A mãe fora violada por um rapaz que trabalhava nas cavalariças
da família. A rapariga debatia-se em gritos e arranhões,
enquanto era selvaticamente agredida. O barulho foi grande e
depressa chegou gente a acudir. O agressor fugiu e foi procurado
dias sem conta, mas nunca foi encontrado. Para trás apenas
deixou uns papéis e um fio em ouro com um escaravelho egípcio
verde, em pedra sabão.
A moça desejou e tentou a morte por dias, mas depois de bem
lavada e sossegada, entre orações e pedidos de perdão ao divino,
acalmou e procurou esquecer tudo. Depois, quando os dias
pareciam ser maiores e as flores teimavam em florir, foi
desmaiando e enjoando, até que aquilo que parecia uma leve
dúvida se tornou certeza e pesadelo.
Entre choros para aqui e para ali, o desmancho estava logo
afastado à partida pelo facto de ser pecado e porque nunca um
Veiga tiraria a vida a um dos seus. Assim, nasceu; e ao nascer, sem
que a mãe quisesse ver a criança, dela foi afastado por vontade
dela e pelo destino clausura monástica da ‘Lectio Divina’ a que a
mãe seria obrigada, da Ordem do Carmo.
A criança cresceu assim com os avós maternos. O avô era um Veiga.
Último de uma linhagem de militares e fiéis incondicionais ao
Rei, a Portugal, à família e a Deus. Havia sangue e honra dos
seus em todas as batalhas do reino e de quase todas saíram
vitoriosos.
Este Veiga não era menos dos que os outros, embora tivesse
andado mais ausente do cuidado da paternidade, em terras da
Índia e do Brasil. Fora aliás no Brasil, que os Veigas tiveram
sempre uma segunda casa, antes e depois da descoberta de filões
de ouro. Os Veigas estiveram sempre na segunda linha de
importância nos Brasis, fossem os vice-reis Meneses, Noronhas ou
Mascarenhas. Com eles, também o território colonial cresceu.
Viram crescer do nada o Rio de Janeiro, Olinda, Maranhão.
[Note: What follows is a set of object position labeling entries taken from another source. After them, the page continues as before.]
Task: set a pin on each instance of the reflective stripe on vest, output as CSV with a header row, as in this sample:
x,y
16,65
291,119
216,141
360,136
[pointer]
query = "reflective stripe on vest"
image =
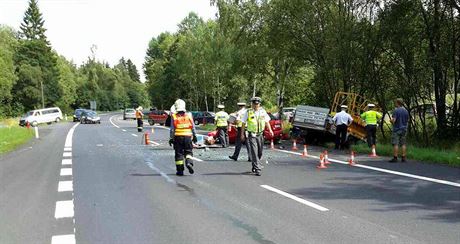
x,y
255,124
182,125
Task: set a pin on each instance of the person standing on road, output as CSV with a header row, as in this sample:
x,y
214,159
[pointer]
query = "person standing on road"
x,y
255,120
182,134
221,121
239,124
341,120
371,117
139,117
400,120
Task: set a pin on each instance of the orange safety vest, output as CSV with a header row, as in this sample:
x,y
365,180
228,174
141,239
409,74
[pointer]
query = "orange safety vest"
x,y
183,125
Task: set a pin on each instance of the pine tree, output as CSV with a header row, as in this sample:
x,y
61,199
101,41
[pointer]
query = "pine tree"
x,y
32,27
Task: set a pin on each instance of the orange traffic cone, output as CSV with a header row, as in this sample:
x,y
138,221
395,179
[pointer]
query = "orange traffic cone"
x,y
373,154
305,151
352,162
321,165
294,145
326,158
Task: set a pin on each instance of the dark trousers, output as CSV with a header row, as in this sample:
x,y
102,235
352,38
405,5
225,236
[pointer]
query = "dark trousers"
x,y
256,146
183,148
371,134
223,136
239,143
140,124
341,136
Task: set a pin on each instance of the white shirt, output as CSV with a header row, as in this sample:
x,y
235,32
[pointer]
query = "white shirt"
x,y
258,113
342,118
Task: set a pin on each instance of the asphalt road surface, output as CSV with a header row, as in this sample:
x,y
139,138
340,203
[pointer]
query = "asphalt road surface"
x,y
99,184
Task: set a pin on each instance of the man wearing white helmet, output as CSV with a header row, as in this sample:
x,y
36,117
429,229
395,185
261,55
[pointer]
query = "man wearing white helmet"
x,y
182,134
221,121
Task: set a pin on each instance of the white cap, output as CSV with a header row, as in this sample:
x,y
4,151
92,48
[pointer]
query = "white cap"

Estiveram em momentos históricos e conheceram bem os rostos e as
feridas de Fernão dias Pais Leme, Manuel de Borba Gato, de Luís
Castanho de Almeida e de outros mais bandeirantes. Nos momentos
certos, beijaram a mão a Anchieta e a Manuel da Nóbrega. Foi
aliás um Veiga que aproveitou as dissensões entre as partes em
quezília para na Guerra das Emboadas, tomar o controlo das
minas e da exploração do ouro de Minas Gerais, mesmo que ainda
uma grande dose desaparecesse constantemente por contrabando. E
quando a extracção do ouro parecia aligeirar, os portugueses
descobriram diamantes naquela terra abençoada por Deus e
bonita por natureza. Apesar de tudo, voltavam sempre ao Ribatejo,
como se a alma se misturasse com os cavalos, o gado e o cheiro da
terra.
Agora, os tempos eram outros e Portugal era uma panóplia de
políticas, interesses e velhacarias, em que tudo mudava
constantemente. Desde 1790 e pouco ou mesmo antes, falava-se de
mudar a Corte para o Brasil, entre duas correntes cada vez mais
assanhadas, a anglófila e a francófona. Um Veiga nunca optaria
por esta última, pois significava humilhação e traição a tudo o
que defenderia. Por isso, para este recém-avô, seriam dias cruéis.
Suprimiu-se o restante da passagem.